Consider how to ensure patients have access to practice information in the reception area, including the practice leaflet and the complaints procedure.
Review and update procedures and guidance including the significant events policy; and implement a chaperone policy.
Record minutes of staff, clinical and multidisciplinary meetings.
Review the outcomes of the 2016 national GP patient survey to determine appropriate action with a view to improving the patient experience.
Where a service is rated as inadequate for one of the five key questions or one of the six population groups or overall, it will be re-inspected within six months after the report is published. If, after re-inspection, the service has failed to make sufficient improvement, and is still rated as inadequate for any key question or population group or overall, we will place the service into special measures. Being placed into special measures represents a decision by CQC that a service has to improve within six months to avoid CQC taking steps to cancel the provider’s registration.

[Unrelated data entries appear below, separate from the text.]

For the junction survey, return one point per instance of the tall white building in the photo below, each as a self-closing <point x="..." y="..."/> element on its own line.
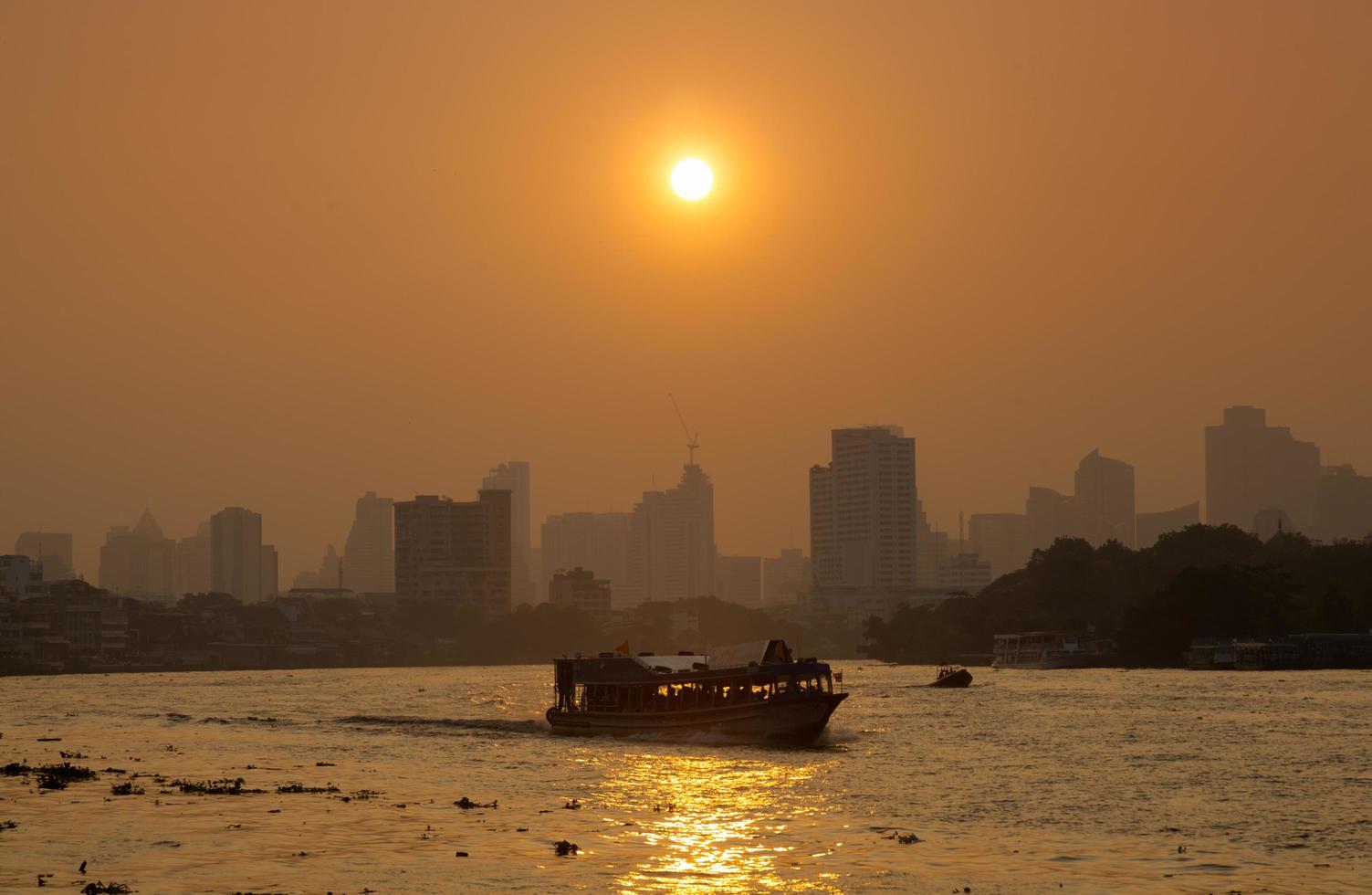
<point x="592" y="541"/>
<point x="370" y="552"/>
<point x="864" y="510"/>
<point x="671" y="542"/>
<point x="236" y="553"/>
<point x="513" y="477"/>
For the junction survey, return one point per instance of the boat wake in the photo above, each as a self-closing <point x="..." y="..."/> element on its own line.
<point x="452" y="725"/>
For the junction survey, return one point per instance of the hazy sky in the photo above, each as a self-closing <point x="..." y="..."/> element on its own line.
<point x="276" y="254"/>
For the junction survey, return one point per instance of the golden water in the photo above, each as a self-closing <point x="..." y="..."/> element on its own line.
<point x="1026" y="781"/>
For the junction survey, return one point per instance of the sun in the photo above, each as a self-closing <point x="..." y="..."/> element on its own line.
<point x="692" y="179"/>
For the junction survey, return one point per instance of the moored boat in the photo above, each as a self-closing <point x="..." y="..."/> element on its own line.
<point x="756" y="692"/>
<point x="952" y="676"/>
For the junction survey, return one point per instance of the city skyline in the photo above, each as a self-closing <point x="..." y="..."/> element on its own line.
<point x="302" y="561"/>
<point x="1028" y="246"/>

People agreed to the care and treatment received and provided their informed consent.
We found the GPs and clinical staff provided care and treatment for people with respect and dignity. One person told us they found the doctor "really helpful" and they felt "listened to". Another person told us when they contacted the service to make an appointment they found reception staff, "very efficient and was offered a number of appointment options".
The practice appeared visibly clean and there was a cleaning schedule for the clinical and non-clinical areas.
The service operated effective recruitment and selection processes. People were cared for, or supported by, suitably qualified, skilled and experienced staff.
The practice had in place systems for assessing and monitoring the quality of the service for people.